JL: The FBI does the same thing. The FBI does it from the point of view if all of a sudden, I'll make up a hypothetical, if all of sudden, I'm Czech so I'll use Lhota's Czech. Let's say that there was a Czech terrorist who came to this country. The first question you're going to ask is 'where will he go?' He'll go to a community where there are the Czechs. Are there any favorite restaurants in those communities, are there bars, are there places? Do we have any confidential informers that are in those bars and in those places? Is this any different from what we did when we dealt with any type of organized crime here in this country or in the City of New York? It's not. It's exactly the same roadmap that's being used, and quite honestly it's what we need. And that's why, the issues that were in part of the AP is that they were categorizing neighborhoods. Look I know instinctively by my own experience of being a New York that if I was looking for someone of Russian descent one of the first places I would go would be Brighton Beach. If I was looking for someone who was, ya know, from Peru we now have a huge Peruvian community in Ozone Park. If I was looking for Mexicans I would go to Red Hook because that's where they predominately are.

By that logic we're just kind of looking for Arabs and looking for Muslims?

JL: But we're not, we're not, we're categorizing every area of terrorists. Not all terrorists are Middle Eastern. If you think that you're being very myopic. We're doing it from the point of view that we need to make sure New Yorkers stay safe. If we get information that someone has left some part of the world and there target is the New York City subway system, when they get here where are they gonna go? Where is a place that they will go. And believe me it's just to be prepared. It's not about spying on people. What they did was catalog neighborhoods here and all over the country. We have ethnic Serbians that live in Austin, Texas. I may know too much about this stuff because I've been involved in this type of work for a long long period.

What would you know from being involved in it, that didn't come out in the AP reports, that you think would maybe make a different light on it?

JL: Who is the target and who were they following and how did it lead to that location. That's the most important part and you'll never get that from any law enforcement person because they'll lose their job.

But I feel like you just said two different things, one is to be prepared it makes sense to have informants in Yemeni cafes because of al-Qaeda is a big deal and they could be Yemeni terrorists and then you also said this is about specific people and specific leads.

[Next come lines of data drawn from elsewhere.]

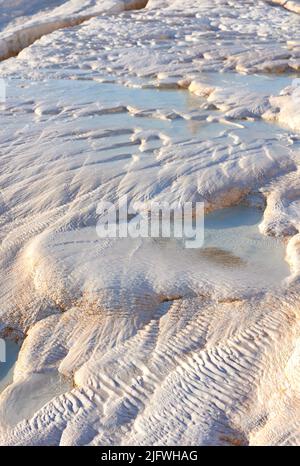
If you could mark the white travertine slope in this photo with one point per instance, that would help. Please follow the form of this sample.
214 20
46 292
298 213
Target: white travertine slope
143 342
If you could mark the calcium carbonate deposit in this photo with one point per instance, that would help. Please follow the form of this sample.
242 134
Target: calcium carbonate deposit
121 341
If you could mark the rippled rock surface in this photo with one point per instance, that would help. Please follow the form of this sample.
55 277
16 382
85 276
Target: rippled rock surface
142 341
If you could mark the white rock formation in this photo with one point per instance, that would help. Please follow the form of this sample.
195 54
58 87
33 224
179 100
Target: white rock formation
141 341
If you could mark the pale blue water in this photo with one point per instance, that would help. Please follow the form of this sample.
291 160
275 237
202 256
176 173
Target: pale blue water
7 367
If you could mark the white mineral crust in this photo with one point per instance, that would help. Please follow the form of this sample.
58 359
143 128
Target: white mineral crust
135 342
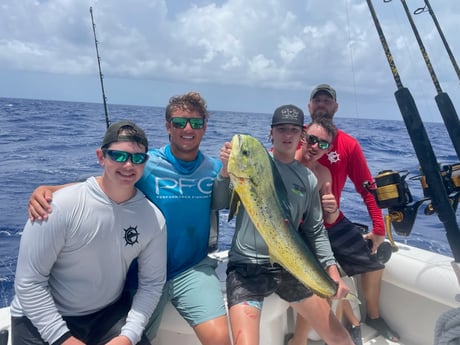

JL: Well they don't go the mosque and say we're gonna investigate the mosque. They follow people who brought them to the mosque, it's part of the original question. Let's back up for a second and follow what happened in Boston during the marathon two homegrown terrorists, who had been overseas, had been investigated by the FBI and the FBI asked them were you a terrorist and they said no, so they dropped the case. They never discussed it with the Boston Police Department. Everything that happened in the Boston Police Department started when the bombs went off and there absolutely was no coordination. Who are they, where were they? And they were able to piece it together a few days later by looking at cameras on one of the department stores, Lord and Taylor. But it requires that if you were looking for, ya know, two, and I think in both cases they were Serbian, but if you were looking for two Serbians who had been investigated before, not sharing that information with local enforcement, which has required the New York City Police Department to go out of its way to collect its own data so that it can do its job and protect the city of New York. What is it 16 separate terrorist incidents in the City of New York that they've been able to stop, 16 documented. I like to go on the subway everyday and I like to know that I feel safe now. And I don't believe for a second that the New York City Police Department is violating anybody's Constitutional rights. Because I know we have a check and balance system in this country. If they were the FBI would notify the Justice Department. The Justice Department would come down.